Consequentemente, não há como se falar em discernimento e conhecimento suficiente que permitam a compreensão do problema e a elaboração de resposta adequada sem antes se falar em capacidade civil. Não havendo esta, não há como se falar em liberdade para se autodeterminar.

Em outras palavras, para a melhor garantia dos direitos de personalidade, antes deverá se verificar se o titular é detentor ou não de capacidade plena. Caso a resposta seja positiva, apenas a ele caberá pautar as próprias condutas. Na eventualidade da incapacidade ser relativa, o próprio interessada poderá tomar suas decisões, algumas delas inclusive sem a necessidade de ser assistido por outra pessoa, plenamente capaz306. No entanto, caso a incapacidade seja absoluta, ainda que o direito de personalidade a ser protegido diga respeito ao incapaz, este não poderá decidir o próprio destino, cabendo a um terceiro tomar as decisões que entenda necessárias.
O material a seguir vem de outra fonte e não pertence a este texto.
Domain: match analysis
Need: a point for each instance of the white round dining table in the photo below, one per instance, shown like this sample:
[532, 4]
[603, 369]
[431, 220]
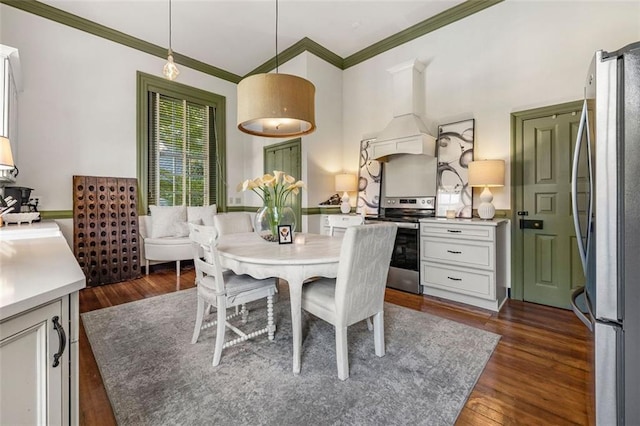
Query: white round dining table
[318, 256]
Ponto importante é que toda e qualquer pessoa é possuidor de capacidade de direito e obrigações, mas o mesmo não pode ser dito sobre a possibilidade de exercer direitos. Melhor explicando, a capacidade é dividida em capacidade de direito307 e capacidade de fato. A primeira acompanha toda e qualquer pessoa desde o nascimento até a morte, tanto assim que não existe uma pretensa incapacidade de direito. Em relação a segunda, no caso, a capacidade de fato, esta é compreendida como a aptidão para exercer por si

306 “Os maiores de 16 anos e menores de 18 anos já possuem certo grau de maturidade. São, por isso, considerados relativamente incapazes. Embora a lei não lhes permita praticar validamente a totalidade dos atos da vida civil, já lhes reconhece discernimento suficiente para alguns”. AMARAL, Francisco. Direito civil: introdução. 8. ed. Rio de Janeiro: Renovar, 2014. p. 286.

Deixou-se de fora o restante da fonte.